In [None]:
# https://linkeddata.overheid.nl/front/portal/document-viewer?ext-id=ECLI:NL:CBB:2021:1
# ECLI:NL:CBB:2021:1
# https://www.geeksforgeeks.org/reading-and-writing-xml-files-in-python/

# Data Collection

## Imports 

In [40]:
from bs4 import BeautifulSoup 
from datetime import datetime
from zipfile import ZipFile 
import glob
import pandas as pd
from tqdm.notebook import trange, tqdm
import os
import logging

pd.set_option('display.max_columns', 500)
pd.set_option('max_colwidth', 400)
pd.options.display.width=None

# Specify the root folder for data files
root = '/content/drive/MyDrive/Universiteit Utrecht/Business Informatics/Thesis Project/Implementation/'

data_folder = root + 'Data/Cases per Year'

# Note: for some reason drive won't add/update the log file untill the runtime
# has been reset (or closed I suppose)
logging.basicConfig(filename=root+'data_collection.log',
                    format='%(asctime)s - %(message)s',
                    datefmt='%d-%m-%Y %H:%M:%S', 
                    level=logging.INFO)

## Helper functions

In [41]:
def parse_xml(file_name):  
  # Passing the stored data inside the beautifulsoup parser
  file_xml = BeautifulSoup(file_name, "xml") #(data, "xml") 
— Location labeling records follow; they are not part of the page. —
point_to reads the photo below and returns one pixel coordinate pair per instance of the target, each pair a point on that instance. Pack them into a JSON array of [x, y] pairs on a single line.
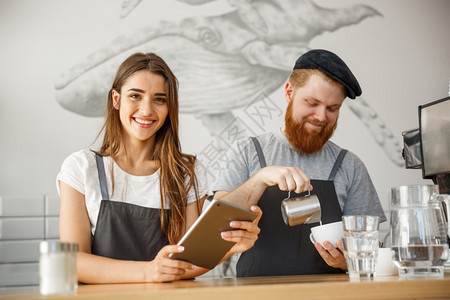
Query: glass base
[[421, 272], [354, 276]]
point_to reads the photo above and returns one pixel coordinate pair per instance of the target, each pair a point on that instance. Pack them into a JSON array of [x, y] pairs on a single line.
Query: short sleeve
[[71, 174], [362, 198]]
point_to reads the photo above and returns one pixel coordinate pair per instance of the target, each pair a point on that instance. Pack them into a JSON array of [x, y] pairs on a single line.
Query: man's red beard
[[302, 139]]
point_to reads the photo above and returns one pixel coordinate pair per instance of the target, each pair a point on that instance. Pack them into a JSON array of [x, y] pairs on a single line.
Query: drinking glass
[[361, 245], [418, 232]]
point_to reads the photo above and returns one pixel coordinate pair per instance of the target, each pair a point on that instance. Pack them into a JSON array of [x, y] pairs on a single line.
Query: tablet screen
[[203, 243]]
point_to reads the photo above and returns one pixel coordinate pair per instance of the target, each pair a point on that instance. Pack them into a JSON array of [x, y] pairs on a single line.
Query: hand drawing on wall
[[223, 62]]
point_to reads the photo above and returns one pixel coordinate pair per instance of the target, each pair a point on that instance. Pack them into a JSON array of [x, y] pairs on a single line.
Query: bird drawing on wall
[[223, 61]]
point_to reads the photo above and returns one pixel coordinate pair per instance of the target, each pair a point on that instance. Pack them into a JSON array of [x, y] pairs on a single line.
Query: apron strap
[[337, 164], [102, 177], [262, 159]]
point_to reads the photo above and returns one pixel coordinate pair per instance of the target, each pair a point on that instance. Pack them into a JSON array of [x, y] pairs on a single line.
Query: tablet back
[[203, 244]]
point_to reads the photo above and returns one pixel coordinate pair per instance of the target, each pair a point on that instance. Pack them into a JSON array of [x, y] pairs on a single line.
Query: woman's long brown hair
[[177, 174]]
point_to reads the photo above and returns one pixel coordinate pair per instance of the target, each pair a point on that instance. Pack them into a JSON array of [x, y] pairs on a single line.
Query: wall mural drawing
[[223, 63]]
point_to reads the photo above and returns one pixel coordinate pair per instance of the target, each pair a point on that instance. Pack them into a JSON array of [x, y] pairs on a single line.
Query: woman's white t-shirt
[[79, 170]]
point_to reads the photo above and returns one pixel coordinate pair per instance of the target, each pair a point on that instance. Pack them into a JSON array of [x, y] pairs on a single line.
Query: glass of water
[[418, 231], [360, 245]]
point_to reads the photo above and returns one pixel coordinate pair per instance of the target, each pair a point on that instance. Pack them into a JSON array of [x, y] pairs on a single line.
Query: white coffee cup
[[385, 265], [331, 232]]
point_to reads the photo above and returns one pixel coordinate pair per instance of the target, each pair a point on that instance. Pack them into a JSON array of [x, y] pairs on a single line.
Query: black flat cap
[[333, 66]]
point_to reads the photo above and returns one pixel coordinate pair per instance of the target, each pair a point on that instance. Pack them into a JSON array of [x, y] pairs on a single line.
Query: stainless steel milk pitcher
[[301, 210]]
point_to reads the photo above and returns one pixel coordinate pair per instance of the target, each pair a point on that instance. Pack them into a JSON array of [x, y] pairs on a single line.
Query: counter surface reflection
[[336, 286]]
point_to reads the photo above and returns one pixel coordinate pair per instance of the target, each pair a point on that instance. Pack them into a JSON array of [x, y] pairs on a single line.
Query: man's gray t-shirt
[[354, 188]]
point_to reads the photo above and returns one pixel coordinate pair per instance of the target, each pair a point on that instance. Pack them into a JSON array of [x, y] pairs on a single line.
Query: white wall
[[401, 59]]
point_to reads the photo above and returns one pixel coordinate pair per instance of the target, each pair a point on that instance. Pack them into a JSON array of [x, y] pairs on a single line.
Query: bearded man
[[298, 158]]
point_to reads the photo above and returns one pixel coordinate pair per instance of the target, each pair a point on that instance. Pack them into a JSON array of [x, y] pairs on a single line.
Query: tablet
[[203, 244]]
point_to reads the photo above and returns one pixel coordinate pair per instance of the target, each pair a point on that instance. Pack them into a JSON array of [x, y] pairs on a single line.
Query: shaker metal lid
[[57, 246]]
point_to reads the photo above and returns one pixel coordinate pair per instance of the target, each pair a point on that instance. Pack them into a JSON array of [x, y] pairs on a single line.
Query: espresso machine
[[428, 147]]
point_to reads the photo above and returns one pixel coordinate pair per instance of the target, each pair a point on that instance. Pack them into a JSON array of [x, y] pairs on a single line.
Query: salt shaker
[[57, 268]]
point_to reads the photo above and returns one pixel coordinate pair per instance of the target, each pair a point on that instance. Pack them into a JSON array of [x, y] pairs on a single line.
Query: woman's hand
[[246, 234], [163, 268], [334, 257]]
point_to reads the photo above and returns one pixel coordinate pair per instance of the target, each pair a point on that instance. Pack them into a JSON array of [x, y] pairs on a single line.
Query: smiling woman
[[143, 107], [129, 203]]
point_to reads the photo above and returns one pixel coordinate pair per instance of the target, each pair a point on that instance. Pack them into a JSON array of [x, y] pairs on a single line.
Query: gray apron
[[126, 231], [285, 250]]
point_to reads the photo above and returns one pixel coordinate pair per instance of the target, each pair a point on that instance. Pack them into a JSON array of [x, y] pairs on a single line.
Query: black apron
[[126, 231], [282, 249]]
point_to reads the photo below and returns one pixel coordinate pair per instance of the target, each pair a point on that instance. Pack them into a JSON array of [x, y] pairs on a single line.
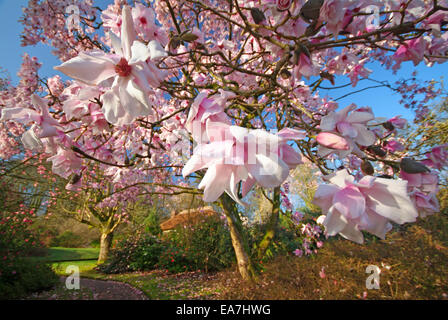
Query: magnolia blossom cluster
[[233, 154]]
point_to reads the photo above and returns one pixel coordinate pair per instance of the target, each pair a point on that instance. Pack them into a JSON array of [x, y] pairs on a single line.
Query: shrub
[[207, 244], [204, 246], [175, 259], [25, 276], [68, 240], [136, 253]]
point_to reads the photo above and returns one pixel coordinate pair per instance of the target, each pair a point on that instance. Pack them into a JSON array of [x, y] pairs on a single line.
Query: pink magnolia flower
[[305, 67], [393, 146], [351, 125], [332, 13], [358, 71], [427, 182], [65, 162], [369, 205], [438, 157], [332, 141], [45, 125], [205, 109], [251, 156], [322, 273], [79, 96], [426, 203], [283, 4], [398, 122], [145, 24], [412, 50], [131, 74]]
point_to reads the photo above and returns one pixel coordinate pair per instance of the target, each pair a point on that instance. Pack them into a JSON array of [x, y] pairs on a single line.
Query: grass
[[413, 261], [71, 254], [61, 258]]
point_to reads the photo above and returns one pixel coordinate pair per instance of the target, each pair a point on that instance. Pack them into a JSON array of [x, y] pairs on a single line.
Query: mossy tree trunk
[[105, 244], [246, 266]]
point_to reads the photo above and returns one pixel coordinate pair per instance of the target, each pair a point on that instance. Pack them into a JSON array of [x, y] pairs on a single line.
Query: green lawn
[[60, 258], [58, 254]]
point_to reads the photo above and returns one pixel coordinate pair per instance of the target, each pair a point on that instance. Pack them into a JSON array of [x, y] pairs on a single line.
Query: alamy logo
[[72, 282], [373, 281], [373, 20], [72, 21]]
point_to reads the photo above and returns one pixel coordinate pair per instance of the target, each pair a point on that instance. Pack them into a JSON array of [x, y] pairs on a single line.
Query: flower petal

  # Find the RDF info, case summary and case description 
  case_rdf = file_xml.find('rdf:RDF') 
  case_summary = file_xml.find('inhoudsindicatie') 
  case_description = file_xml.find('uitspraak')

  # For some cases the term 'conclusie' is used instead of 'uitspraak'
  if case_description == None:
    case_description = file_xml.find('conclusie')

  return (case_rdf, case_summary, case_description) 

In [42]:
def get_document_attributes(case_rdf, file_name):
  rdf_tags = {}

  # Tag pointer dictionary for single tag items
  # Cardinalities are taken from chapter 12 of the pdf:
  # Technische-documentatie-Open-Data-van-de-Rechtspraak.pdf
  # Cardinality: 0/1 - 1
  tag_pointer_dict = {
      'identifier':'dcterms:identifier', # 1 - 1
      #'format':'dcterms:format', # 1 - 1 
      'seat_location':'dcterms:spatial', # 0 - 1
      'publisher':'dcterms:publisher', # 1 - 1
      #'language':'dcterms:language', # 1 - 1
      'creator':'dcterms:creator', # 1 - 1
      'case_type':'dcterms:type' # 1 - 1    
  }

  # Tag pointer dictionary for multi tag items
  # Cardinality 0/1 - many
  multi_tag_pointer_dict = {
      'jurisdiction':'dcterms:subject', # 0 - many
      'case_number':'psi:zaaknummer', # 1 - many  
      'procedures':'psi:procedure', # 0 - many
      'references':'dcterms:references', # 0 - many
      'relation':'dcterms:relation' # 0 - many
  }

  # Date type cases
  date_tag_pointer_dict = {
      'issue_date':'dcterms:issued', # 1 - 1
      'judgment_date':'dcterms:date' # 1 - 1
  }

  # Datetime type cases
  datetime_tag_pointer_dict = {
      'modified':'dcterms:modified' # 1 - 1
  }

  # Start with the single tag items
  for tag, pointer in tag_pointer_dict.items():
    try:
      rdf_tags[tag] = case_rdf.find(pointer).text
    except:
      #print("There was an error when trying to find '{}' for case {}".format(
      #    tag, file_name
      #))
      rdf_tags[tag] = 'NOT_FOUND'

  # Lets do the multi tags
  for tag, pointer in multi_tag_pointer_dict.items():
    rdf_tags[tag] = ()
    
    tag_mentions = case_rdf.find_all(pointer)
    for mention in tag_mentions:
      rdf_tags[tag] += (mention.text, )
    
  # Date tags (%Y-%m-%d)
  # Atm krijgen deze nog 'object' als dtype; fix iets
  for tag, pointer in date_tag_pointer_dict.items():
    try:
      tag_text = case_rdf.find(pointer).text
      rdf_tags[tag] = datetime.strptime(tag_text, '%Y-%m-%d').date()
    except:
      #print("There was an error when trying to find '{}' for case {}".format(
      #    tag, file_name
      #))
      rdf_tags[tag] = 'NOT_FOUND'

  # Datetime tags (%Y-%m-%dT%H:%M:%S)
  for tag, pointer in datetime_tag_pointer_dict.items():
    try:
      tag_text = case_rdf.find(pointer).text
      rdf_tags[tag] = datetime.strptime(tag_text, '%Y-%m-%dT%H:%M:%S')
    except:
      #print("There was an error when trying to find '{}' for case {}".format(
      #    tag, file_name
      #))
      rdf_tags[tag] = 'NOT_FOUND'

  return rdf_tags

## Collect all attributes and write to CSV
Last edit: 7-4-2021

In [47]:
years = list(range(1911, 2022))
years.remove(1912) # 1912 bestaat niet

years = range(2020, 2021)#(2020, 2021) 

for i in trange(len(years), desc='Total years'):
  current_year = years[i]

  # Get all zip file names
  zip_files = glob.glob(data_folder + '/' + str(current_year) + '/*')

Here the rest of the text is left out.